Une étudiante dévoile l'évolution des habitudes alimentaires landaises depuis les années 1960
Anaïs Vilain, une étudiante de 24 ans en master 2 d'histoire contemporaine à l'université Bordeaux-Montaigne, réalise actuellement un mémoire de recherche passionnant sur l'évolution des pratiques alimentaires dans le département des Landes depuis les années 1960. Sous la direction experte de Corinne Marache, maître de conférences et membre du Centre d'études des mondes moderne et contemporain (CEMMC), elle travaille sur ce projet depuis septembre 2025.
Une méthodologie rigoureuse basée sur des témoignages
Pour mener à bien ses recherches, Anaïs Vilain a exploité une base de données impressionnante comprenant 187 témoignages en ligne et une trentaine d'entretiens réalisés physiquement. Cette approche qualitative lui permet de recueillir des informations précieuses directement auprès des habitants, offrant ainsi une perspective authentique sur les transformations alimentaires.
Les pratiques alimentaires des années 1960 : simplicité et autonomie
Selon les recherches préliminaires d'Anaïs Vilain, l'alimentation dans les Landes durant les années 1960 était caractérisée par une certaine monotonie, particulièrement pour les classes populaires et moyennes. En semaine, les repas se composaient généralement de soupe préparée avec les légumes du jardin familial. Le dimanche représentait un moment spécial avec le poulet accompagné de pommes de terre, considéré comme le repas par excellence. En fin d'année, la tradition du « tue cochon » apportait sa touche de festivité avec des plats à base de porc.
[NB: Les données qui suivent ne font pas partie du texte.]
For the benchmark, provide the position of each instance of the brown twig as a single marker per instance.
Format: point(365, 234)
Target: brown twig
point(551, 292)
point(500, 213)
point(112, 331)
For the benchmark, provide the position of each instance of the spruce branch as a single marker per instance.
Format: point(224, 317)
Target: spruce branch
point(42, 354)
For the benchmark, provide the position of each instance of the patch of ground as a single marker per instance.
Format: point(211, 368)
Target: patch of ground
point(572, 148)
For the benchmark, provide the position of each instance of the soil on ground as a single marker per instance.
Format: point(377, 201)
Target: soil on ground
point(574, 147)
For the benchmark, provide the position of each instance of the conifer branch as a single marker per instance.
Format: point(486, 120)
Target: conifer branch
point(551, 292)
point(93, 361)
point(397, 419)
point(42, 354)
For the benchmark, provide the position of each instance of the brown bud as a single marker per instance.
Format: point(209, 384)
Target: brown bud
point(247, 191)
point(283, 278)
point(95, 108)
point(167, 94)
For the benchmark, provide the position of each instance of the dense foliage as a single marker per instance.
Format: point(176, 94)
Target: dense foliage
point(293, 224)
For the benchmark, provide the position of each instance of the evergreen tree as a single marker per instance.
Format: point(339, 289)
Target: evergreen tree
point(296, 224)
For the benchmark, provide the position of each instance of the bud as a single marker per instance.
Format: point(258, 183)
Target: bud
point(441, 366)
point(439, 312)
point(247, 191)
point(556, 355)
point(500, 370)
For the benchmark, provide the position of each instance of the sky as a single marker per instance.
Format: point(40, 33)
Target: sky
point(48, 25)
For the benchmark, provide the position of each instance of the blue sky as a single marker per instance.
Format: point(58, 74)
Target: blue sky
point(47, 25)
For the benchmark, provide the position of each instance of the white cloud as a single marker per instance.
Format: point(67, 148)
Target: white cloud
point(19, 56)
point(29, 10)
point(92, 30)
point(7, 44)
Cette période était marquée par des pratiques vivrières où chaque foyer possédait son potager et sa basse-cour, ne se rendant que ponctuellement dans les commerces de bouche locaux pour compléter ses provisions.
Les facteurs de transformation et d'uniformisation
Plusieurs phénomènes sociétaux majeurs ont radicalement modifié ces habitudes ancestrales :
- L'avènement des supermarchés à la fin des années 1960, offrant une nouvelle accessibilité aux produits
- L'entrée massive des femmes sur le marché du travail durant la même période, réduisant le temps disponible pour la préparation des repas
- La mondialisation qui a introduit les produits ultratransformés dans les foyers landais
Ces transformations ont conduit à une simplification des pratiques culinaires et, surtout, à une uniformisation progressive avec le reste du territoire national. L'achat de plats préparés est devenu une solution pratique pour de nombreuses mères de famille qui devaient concilier vie professionnelle et responsabilités domestiques.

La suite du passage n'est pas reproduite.